Purger sa peine
Je ne suis pas un garçon ordinaire. Je suis Léo, ce voyou que tout le monde craint. Cet homme tatoué bien connu dans mon quartier. Ce silencieux garnement qui commet des vols et des braquages sans conséquence pour subsister. Il a fallu qu'un jour, ce rouage bien rodé se grippe. J'ai perdu mes amis, ma réputation, mon amour de jeunesse. J'ai grandi dans un milieu où la prise de risques est reine, je suis frondeur et assoiffé de justice. Les coups bas, ça ne me connaît pas.

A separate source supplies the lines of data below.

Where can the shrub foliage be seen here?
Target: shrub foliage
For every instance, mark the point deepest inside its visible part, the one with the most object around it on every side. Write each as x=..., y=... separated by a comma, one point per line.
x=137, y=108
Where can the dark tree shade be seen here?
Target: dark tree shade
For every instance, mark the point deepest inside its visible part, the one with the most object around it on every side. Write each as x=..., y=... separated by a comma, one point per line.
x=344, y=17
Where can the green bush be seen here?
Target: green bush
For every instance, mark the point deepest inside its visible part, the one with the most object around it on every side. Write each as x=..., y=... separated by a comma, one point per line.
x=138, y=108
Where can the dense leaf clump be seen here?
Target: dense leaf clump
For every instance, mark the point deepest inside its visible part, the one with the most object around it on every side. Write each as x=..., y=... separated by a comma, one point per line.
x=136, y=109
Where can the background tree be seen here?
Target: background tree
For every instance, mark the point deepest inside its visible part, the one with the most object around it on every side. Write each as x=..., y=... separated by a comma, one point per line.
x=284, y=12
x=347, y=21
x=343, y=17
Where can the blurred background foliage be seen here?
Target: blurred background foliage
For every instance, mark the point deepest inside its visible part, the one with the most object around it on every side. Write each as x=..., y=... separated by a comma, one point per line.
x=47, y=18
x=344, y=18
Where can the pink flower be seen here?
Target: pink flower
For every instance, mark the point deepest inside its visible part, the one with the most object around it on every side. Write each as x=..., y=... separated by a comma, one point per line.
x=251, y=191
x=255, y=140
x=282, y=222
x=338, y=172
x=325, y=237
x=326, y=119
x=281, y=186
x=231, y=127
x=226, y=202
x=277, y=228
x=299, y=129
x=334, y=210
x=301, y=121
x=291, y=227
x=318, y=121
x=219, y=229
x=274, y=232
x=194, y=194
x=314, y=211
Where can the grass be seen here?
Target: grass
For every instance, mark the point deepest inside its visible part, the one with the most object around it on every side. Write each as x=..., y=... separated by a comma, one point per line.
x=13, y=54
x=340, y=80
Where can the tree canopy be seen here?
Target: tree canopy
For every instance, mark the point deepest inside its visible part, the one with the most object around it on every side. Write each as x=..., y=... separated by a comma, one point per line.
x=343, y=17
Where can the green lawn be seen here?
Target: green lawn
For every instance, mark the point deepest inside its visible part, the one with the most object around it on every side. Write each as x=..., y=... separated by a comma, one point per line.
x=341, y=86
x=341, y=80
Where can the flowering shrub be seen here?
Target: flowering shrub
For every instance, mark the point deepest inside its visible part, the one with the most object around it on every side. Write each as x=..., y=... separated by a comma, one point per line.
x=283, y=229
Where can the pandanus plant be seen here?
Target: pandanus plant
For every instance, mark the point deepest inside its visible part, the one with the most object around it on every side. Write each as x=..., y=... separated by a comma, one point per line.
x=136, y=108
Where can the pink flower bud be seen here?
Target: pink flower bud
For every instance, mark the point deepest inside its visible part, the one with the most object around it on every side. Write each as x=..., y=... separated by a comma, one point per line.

J'ai envoyé Roch faire le sale boulot parce que je suis coincé dans cette prison miteuse où chaque jour je lutte pour ma survie. Gagner le respect parmi les prisonniers, c'est un travail de longue haleine. J'y perds mon énergie. Entre deux insomnies, je guette mes futurs ennemis.
J'ai raconté tout ça dans une lettre que j'ai envoyé à Marielle pour lui faire comprendre ce que je vis. Même si on est éloigné par la force des choses, elle reste ma femme, celle qui m'accompagne dans les bons comme les mauvais jours. Celle qui me doit le dévouement. À jamais. Je crois qu'elle a compris. Quand elle a vu Jonathan se faire massacrer, ce fut plus clair pour elle. Depuis, elle a repris une vie tranquille, elle passe ses jours et ses nuits à m'attendre.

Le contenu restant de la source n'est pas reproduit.